ITAB. Désherber mécaniquement les grandes cultures - Vivaces et pluriannuelles. Juin 2012

Agridea. Chiendent technique de lutte- 20.31.1. Février 2008.

Agridea. Chardon technique de lutte – 20.39. mars 2007.

Gasquez J. & Delos M. 2016. A quoi servent les herbicides ? AFPP – 23eme conférence du Columa, journées internationales sur la lutte contre les mauvaises herbes. Dijon – 6, 7 et 8 décembre 2016.

Moore, R. J.  1975. The biology  of Canadian  weeds. 13. Cirsium  arvense  (L.). Can. J. Plant Sci. 55: 1033-1048.

Sciegienka, J. K., Keren, E. N. and Menalled, F. D. 2011. Impact of root fragment dimension, weight, burial depth, and water regime on Cirsium arvense emergence and growth. Can. J. Plant Sci. 91: 1027-1036.

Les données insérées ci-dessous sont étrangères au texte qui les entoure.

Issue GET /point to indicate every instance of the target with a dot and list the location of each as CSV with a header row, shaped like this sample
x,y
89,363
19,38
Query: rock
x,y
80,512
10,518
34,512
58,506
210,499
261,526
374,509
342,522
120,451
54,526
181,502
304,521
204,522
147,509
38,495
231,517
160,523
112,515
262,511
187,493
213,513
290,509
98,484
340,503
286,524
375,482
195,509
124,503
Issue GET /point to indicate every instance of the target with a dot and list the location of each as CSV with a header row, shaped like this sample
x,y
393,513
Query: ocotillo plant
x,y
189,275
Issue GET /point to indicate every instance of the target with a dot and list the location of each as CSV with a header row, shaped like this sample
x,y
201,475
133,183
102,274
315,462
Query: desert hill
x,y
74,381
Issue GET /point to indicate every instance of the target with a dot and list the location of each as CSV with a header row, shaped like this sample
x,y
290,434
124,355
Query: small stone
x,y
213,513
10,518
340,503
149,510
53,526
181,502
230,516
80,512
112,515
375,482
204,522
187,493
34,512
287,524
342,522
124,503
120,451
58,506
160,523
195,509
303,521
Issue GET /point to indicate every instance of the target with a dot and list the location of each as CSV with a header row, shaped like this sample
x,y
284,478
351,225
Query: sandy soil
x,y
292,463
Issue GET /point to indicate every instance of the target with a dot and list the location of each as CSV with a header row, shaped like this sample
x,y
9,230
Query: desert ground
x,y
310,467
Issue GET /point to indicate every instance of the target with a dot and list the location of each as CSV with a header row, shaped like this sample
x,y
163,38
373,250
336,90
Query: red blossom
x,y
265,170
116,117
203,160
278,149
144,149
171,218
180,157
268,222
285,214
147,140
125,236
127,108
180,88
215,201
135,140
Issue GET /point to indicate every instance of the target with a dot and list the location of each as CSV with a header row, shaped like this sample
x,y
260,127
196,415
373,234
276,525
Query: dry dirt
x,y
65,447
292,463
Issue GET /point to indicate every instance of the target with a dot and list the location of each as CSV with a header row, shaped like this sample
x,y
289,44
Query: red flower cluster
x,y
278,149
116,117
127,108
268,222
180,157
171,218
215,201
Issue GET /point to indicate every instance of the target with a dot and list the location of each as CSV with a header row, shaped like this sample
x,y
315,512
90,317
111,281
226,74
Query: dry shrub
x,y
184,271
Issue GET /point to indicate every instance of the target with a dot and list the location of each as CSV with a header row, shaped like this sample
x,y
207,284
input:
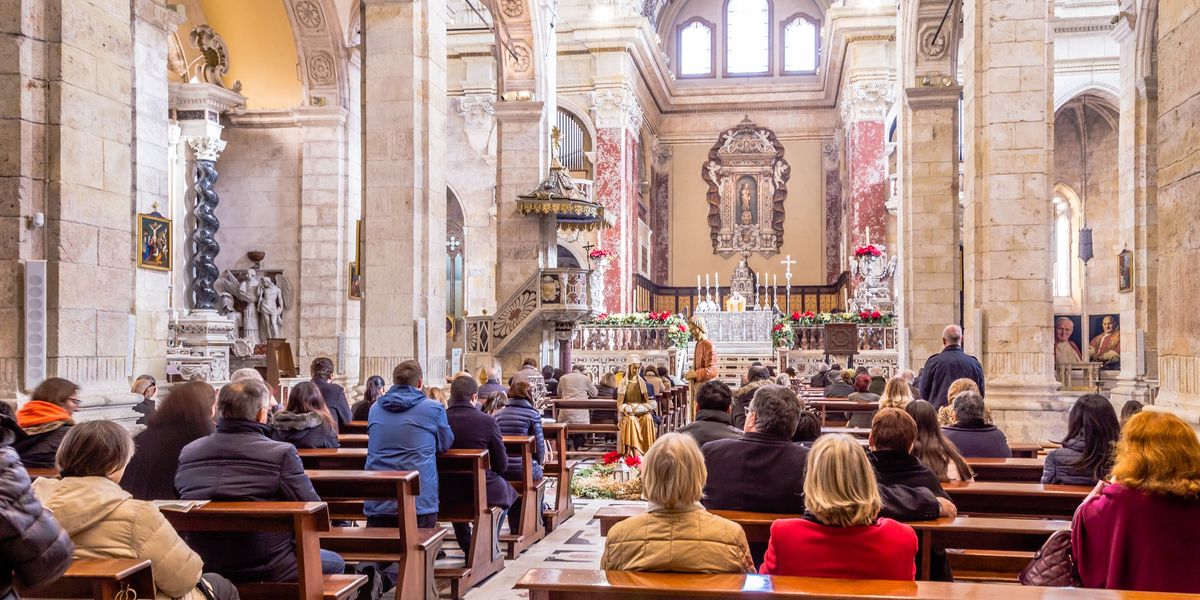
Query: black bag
x,y
1054,565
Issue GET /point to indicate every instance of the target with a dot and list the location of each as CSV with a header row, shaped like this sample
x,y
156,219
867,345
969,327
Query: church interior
x,y
342,191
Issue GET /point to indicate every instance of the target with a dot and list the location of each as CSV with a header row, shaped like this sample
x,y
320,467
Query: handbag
x,y
1054,565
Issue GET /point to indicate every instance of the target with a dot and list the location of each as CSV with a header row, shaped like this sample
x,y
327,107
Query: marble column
x,y
405,193
1008,83
1177,165
1138,208
618,119
928,221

Sebillotte M. 1969. Les modifications des assolements et rotations liées à l’emploi des herbicides. Compte rendu du colloque herbicides et techniques de culture. FNGPC. Versailles 11 & 12 février 1969. 235-275.

Willeke L., Kraehmer H., Gerhards R. & Claupein W. Seasonal variation of the sprouting ability of rhizome/root buds and concentrations of storage compounds in Calystegia sepium (L.) R. Br. and Convolvulus arvensis L. 25th German Conference on Weed Biology and Weed Control, March 13-15, 2012, Braunschweig, Germany.